Well, the summer quarter has begun and with it are the last two Gen Ed classes that I need! One of them is Advanced Composition. The theme in this class is argument and debate. I'm still pretty choppy in the persuasive writing area though, it's not my best or favorite writing style! lol Hopefully I'll at least still pass.
He gives us a topic or a sentence and then we respond by writing an essay on whether we agree or disagree with the statement, and what we think should be done about it. This week was the Media and the sentence was: Media influences in the United States are largely negative, and for this reason, should be somehow regulated and even censored if necessary. This one was difficult because there are several ways of looking at it. And tons of opinions! As with anything...
If it needs to be censored, well, who's censoring it, the government? Do I really want them telling me what I can and can't watch like the government in China where it reaches to what news stories can be covered and which one's can't? Or since there is freedom of speech, what does it matter what they say, since they're free to say what they want, just turn it off. Or, shouldn't I be responsible for what goes on in my own house? If there are children in the home you can block certain channels and put parental controls on so they're not accessible. You can teach them what to watch and what not to, but what about when you gone? You can lock the TV so that it can't be turned on, but who wants to take such extreme measure in their own home, with their own children? That's basically what the classroom sounded like for about twenty minutes, just ideas and debate flying with the teacher arguing and questioning every point.
"Problems With the Media Today"
News shows, talk radio, newspapers, billboards, and the internet - it seems that no matter where you go you are bomb-barded with the media. This means taking in the good and the bad. Every day it seems as though the lines of media appropriateness become increasingly blurred. It seems that commercials and commentary are becoming more and more risqué with each passing week. It has gotten to where a family cannot sit together in the evening and enjoy a "family program" because even if it’s appropriate, the ads certainly aren’t.
What a lot of Americans may not know is that there is an organization dedicated to regulating all communications in or originating in the United States. It’s the Federal Communications Commission or the FCC. Their primary power comes from their ability to renew or decline to renew licenses to broadcasting stations. Prior to the 1980s, the FCC had a number of guidelines meant to keep the public stations as vessels primarily for the public good. This meant that a certain amount of hours each day were devoted to non-entertainment programming only, such as educational or news shows. The problem is that the rules regarding monopolies were much stricter before the ‘80s and as they were loosened, a number of affiliates were bought up by larger companies that reduced programming diversity significantly. This meant that as is true in so many areas, money was the bottom line. Large companies bought the airways and marketing teams started to push the accepted lines, and since the American viewers as a whole did not seem to mind, things were allowed to slide to where they are today.
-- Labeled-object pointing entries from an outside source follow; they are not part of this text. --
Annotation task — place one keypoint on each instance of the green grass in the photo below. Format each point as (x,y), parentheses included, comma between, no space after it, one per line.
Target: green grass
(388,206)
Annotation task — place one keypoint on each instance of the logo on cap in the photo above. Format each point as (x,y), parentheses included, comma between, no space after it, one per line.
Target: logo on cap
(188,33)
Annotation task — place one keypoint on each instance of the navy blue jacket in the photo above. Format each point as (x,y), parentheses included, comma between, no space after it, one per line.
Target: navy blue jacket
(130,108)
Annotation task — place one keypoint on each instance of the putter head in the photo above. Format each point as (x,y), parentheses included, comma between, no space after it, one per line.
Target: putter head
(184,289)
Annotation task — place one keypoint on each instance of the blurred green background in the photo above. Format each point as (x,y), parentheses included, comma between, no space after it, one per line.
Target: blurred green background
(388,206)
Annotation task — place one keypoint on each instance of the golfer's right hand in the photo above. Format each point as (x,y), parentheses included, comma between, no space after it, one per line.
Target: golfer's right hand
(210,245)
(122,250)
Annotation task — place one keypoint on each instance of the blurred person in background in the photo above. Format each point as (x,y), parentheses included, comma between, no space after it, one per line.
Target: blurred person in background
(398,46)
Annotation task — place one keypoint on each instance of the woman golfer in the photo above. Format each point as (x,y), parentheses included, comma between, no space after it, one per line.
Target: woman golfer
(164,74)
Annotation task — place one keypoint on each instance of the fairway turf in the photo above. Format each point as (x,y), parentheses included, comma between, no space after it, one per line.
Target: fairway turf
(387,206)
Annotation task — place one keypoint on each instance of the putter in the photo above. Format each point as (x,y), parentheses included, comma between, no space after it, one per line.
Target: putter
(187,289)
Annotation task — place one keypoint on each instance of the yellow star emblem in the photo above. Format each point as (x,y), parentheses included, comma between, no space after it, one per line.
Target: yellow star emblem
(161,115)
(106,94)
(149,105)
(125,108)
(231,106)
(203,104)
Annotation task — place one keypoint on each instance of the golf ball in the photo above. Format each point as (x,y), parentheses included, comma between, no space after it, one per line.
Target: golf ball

The good news is that although it seems it would be impossible to revert back to the days when lingerie was not allowed to be paraded across the screen at any time, it is possible to take steps in that direction. This would mean that we first demand that the FCC monitor the airways better and not allow certain shows or ads to be aired during times when children are generally awake. The old rules of family appropriate television between the hours of six and nine in the evening need to be brought back and strictly enforced. Then the issue of how much skin is actually necessary to entice people to buy a product can be addressed. Does it really take two scantily clad women to get someone to buy a new car? If so then the FCC is the wrong agency to help with that problem. Before the airways become any worse we need to stand up for responsible television airing and stop asking, “Why?” and start asking, “How can we fix it?”